Podczas prezentacji wyników finansowych szef koncernu, David Zaslav ogłosił plany połączenia HBO Max oraz Discovery+ w jedną usługę, której nazwy jednak nie ujawniono.
Mając na uwadze rynek streamingowy, naszym najwyższym priorytetem jest teraz uruchomienie zintegrowanej usługi VOD. (...) Nasza strategia w tym segmencie ewoluowała w ciągu ostatniego roku i naprawdę uważamy, że widać w niej jak na niego spoglądamy: nie chcemy, żeby nasz globalny plan monetyzacji był od niego uzależniony, ale żeby był ważny
- powiedział David Zaslav, CEO Warner Bros. Discovery.

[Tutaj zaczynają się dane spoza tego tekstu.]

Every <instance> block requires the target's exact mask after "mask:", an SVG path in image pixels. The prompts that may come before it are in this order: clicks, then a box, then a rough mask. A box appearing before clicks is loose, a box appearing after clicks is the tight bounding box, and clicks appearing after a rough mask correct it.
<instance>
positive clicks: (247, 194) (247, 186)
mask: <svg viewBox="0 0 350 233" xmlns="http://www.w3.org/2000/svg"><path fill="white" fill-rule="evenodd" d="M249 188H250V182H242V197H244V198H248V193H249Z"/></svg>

Wprowadzając nową platformę skupimy się na rynkach, w których HBO Max jest już obecny. Serwis będzie wprowadzany sekwencyjnie począwszy od Stanów Zjednoczonych latem 2023 roku. Tego samego roku wejdziemy do Ameryki Łacińskiej. Rynki europejskie z HBO Max poczekają do początku 2024 roku. Pod koniec 2024 roku wprowadzimy ją do kluczowych rynków na rynku Azji i Pacyfiku oraz w nowych rynkach europejskich
- wyjaśnił z kolei JB Perrette, szef departamentu globalnego streamingu w WBD. Z opublikowanej rozpiski wynika, że w przypadku Polski startu nowej usługi powinniśmy spodziewać się jesienią 2024 roku.
Perrette zaznaczył również, że w toku prac proces fuzji HBO Max i Discovery+ może zostać przyspieszony. Stwierdził też, że według szacunków do 2025 z nowej platformy streamingowej miałoby korzystać nawet 130 mln subskrybentów.
W drugim kwartale br. z usług subskrypcyjnych Warner Bros. Discovery, w tym HBO max i Discovery+, korzystało 92,1 mln klientów, wobec 90,4 mln kwartał wcześniej.